Author: chen_h
Micro Signal & QQ: 862251340
micro-channel public number: coderpai
(D) pytorch study notes
What is the convolution neural network CNN (Convolutional Neural Network)
Convolutional neural network is an artificial neural network gradual rise in recent years, since the use of a convolutional neural network can give better results in the predicted image and speech recognition, a technique which is also applicable widely spread. aspects convolution neural network is most commonly applied image recognition computer, but because of constant innovation, it is also used in video analytics, natural language processing, drug discovery, and so on. the most recent fire Alpha Go, let the computer look Go understand, there is also applied to this technology.
Convolution and neural networks
Let's talk about how specific neural network is a convolution operation of it, give a picture identification example, we know that the neural network is composed of a series of nerve layers, each layer of the nerve layer there exist a lot of neurons. These nerve yuan is the key to identifying the neural network of things. each will have a neural network input and output values, when the input value is the picture when, in fact, is not that the neural network input colorful pattern, but piles of numbers. to say this. when the neural network to deal with so much information input of time, that is a convolution neural network can play its advantages of time. What is the convolution neural network it?
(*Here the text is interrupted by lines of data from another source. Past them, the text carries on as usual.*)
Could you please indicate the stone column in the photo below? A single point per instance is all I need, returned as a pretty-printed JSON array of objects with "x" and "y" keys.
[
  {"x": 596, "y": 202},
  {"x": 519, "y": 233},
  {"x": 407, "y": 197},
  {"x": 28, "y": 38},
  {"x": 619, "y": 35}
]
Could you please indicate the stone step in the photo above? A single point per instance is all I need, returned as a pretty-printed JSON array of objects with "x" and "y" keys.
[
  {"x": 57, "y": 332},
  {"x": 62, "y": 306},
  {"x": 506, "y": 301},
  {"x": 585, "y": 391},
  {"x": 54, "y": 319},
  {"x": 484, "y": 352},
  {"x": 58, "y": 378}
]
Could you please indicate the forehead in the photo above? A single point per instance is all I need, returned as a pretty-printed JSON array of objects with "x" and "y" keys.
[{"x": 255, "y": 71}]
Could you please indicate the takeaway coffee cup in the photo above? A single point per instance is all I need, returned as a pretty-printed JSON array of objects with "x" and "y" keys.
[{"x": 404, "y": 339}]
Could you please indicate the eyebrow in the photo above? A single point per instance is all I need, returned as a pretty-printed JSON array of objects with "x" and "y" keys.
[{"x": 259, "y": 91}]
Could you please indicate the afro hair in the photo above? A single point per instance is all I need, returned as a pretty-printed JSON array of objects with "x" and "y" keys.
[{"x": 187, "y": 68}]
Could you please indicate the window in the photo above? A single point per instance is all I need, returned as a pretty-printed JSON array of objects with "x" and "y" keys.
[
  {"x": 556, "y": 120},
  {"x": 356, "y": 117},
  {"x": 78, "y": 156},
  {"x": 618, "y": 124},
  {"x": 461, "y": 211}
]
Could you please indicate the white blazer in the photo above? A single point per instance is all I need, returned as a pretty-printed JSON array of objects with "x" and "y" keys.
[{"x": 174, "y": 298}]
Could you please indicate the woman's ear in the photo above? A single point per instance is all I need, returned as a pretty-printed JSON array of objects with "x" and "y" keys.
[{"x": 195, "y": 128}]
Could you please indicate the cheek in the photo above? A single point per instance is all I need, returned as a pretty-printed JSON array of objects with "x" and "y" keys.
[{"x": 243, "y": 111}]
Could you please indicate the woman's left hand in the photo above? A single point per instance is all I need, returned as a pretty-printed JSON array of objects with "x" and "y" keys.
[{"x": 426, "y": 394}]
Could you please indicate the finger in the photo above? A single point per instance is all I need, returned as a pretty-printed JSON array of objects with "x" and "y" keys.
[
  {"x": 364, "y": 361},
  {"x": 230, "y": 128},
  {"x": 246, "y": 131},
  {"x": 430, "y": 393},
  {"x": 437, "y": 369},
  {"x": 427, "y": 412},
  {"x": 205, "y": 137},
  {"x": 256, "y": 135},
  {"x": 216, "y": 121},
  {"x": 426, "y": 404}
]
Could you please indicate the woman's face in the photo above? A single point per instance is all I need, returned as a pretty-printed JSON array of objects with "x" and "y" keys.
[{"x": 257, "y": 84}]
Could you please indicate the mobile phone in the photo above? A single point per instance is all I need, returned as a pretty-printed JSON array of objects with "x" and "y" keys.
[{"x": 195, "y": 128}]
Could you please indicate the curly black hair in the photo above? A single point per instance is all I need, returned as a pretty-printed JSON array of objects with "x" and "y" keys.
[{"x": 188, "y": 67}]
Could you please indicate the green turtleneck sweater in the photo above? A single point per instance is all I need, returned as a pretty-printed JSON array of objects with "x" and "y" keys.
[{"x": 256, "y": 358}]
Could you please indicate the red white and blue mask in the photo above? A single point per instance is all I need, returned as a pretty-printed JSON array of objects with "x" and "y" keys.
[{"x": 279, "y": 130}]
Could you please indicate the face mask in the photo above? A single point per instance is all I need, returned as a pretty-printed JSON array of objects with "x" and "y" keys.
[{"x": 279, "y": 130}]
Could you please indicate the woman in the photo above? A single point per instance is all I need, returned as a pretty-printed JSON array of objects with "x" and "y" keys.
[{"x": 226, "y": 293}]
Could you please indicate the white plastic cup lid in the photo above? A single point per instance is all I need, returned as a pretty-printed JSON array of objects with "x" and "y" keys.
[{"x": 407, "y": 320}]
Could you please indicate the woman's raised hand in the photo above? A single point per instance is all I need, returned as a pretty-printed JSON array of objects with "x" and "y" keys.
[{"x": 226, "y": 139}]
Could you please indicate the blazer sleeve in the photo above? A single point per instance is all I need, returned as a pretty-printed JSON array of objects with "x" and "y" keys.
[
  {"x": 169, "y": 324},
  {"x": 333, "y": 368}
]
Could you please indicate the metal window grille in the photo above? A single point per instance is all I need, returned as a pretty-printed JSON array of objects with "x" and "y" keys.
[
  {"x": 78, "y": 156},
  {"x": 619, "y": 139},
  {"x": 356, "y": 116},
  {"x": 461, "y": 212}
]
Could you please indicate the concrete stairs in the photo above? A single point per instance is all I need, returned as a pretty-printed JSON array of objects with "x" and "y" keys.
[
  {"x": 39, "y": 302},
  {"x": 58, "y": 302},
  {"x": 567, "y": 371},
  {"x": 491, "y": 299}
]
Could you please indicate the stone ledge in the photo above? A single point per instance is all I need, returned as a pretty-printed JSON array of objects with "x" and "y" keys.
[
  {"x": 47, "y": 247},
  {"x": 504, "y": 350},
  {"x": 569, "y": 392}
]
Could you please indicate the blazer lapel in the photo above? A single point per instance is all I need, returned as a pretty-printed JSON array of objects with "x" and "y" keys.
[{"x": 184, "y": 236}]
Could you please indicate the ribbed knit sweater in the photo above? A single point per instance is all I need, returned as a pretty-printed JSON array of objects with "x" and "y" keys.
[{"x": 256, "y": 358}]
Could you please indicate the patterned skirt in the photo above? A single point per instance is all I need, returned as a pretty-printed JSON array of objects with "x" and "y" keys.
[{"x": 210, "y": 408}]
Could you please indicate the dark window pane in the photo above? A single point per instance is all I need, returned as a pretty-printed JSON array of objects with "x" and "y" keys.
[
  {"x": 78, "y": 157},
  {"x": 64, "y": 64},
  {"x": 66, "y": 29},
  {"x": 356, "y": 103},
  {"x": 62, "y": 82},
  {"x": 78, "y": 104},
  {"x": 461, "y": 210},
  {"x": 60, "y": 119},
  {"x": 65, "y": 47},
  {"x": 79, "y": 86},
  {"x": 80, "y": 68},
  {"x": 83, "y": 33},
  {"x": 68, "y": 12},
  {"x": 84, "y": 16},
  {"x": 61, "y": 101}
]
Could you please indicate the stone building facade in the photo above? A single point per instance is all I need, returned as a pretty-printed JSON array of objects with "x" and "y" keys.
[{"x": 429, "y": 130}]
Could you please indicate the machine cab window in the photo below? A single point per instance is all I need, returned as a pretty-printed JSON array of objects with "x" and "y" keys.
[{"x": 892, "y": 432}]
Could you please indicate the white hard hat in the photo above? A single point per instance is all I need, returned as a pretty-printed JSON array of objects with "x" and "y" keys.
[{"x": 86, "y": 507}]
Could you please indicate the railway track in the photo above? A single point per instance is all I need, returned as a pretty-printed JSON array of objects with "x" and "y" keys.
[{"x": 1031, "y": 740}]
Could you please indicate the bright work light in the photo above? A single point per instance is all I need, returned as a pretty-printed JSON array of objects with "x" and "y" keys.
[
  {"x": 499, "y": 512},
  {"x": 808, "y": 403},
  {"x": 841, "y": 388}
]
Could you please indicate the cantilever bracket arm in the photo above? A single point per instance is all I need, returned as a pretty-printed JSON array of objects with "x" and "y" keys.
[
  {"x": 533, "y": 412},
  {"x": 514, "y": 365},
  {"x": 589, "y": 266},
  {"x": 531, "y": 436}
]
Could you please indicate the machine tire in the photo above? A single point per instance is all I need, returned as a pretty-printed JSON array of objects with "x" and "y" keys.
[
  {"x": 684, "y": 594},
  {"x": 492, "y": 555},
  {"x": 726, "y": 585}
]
We first convolution neural network word break it. "Convolution" and "neural networks." Convolution neural network that is no longer done processing the input information for each pixel, but on each picture a small pixel area for processing, this approach to strengthen the continuity of the picture information. so that the neural network can see the graphic, rather than a point. this approach also deepened the understanding of the neural network image. specifically, convolution neural network has a batch filter images in continuous scroll of information collected on the picture, every time collected just collect a small pixel area, and then to collate information gathered, sorted out this time with some of the information is actually presented, such as neural networks at this time to see some of the edge of the picture information, and then in the same step, with a similar batch filter sweeps resulting from these edge information from these neural networks edge information inside a higher-level summary information structure, such as summary edge can draw the eyes, nose, etc. and then through a filter, also from the face information Information nose eyes are summed up. The last information we then set into the general picture of several layers fully connected neural layer classification, so that we can get input can be divided into what type of result.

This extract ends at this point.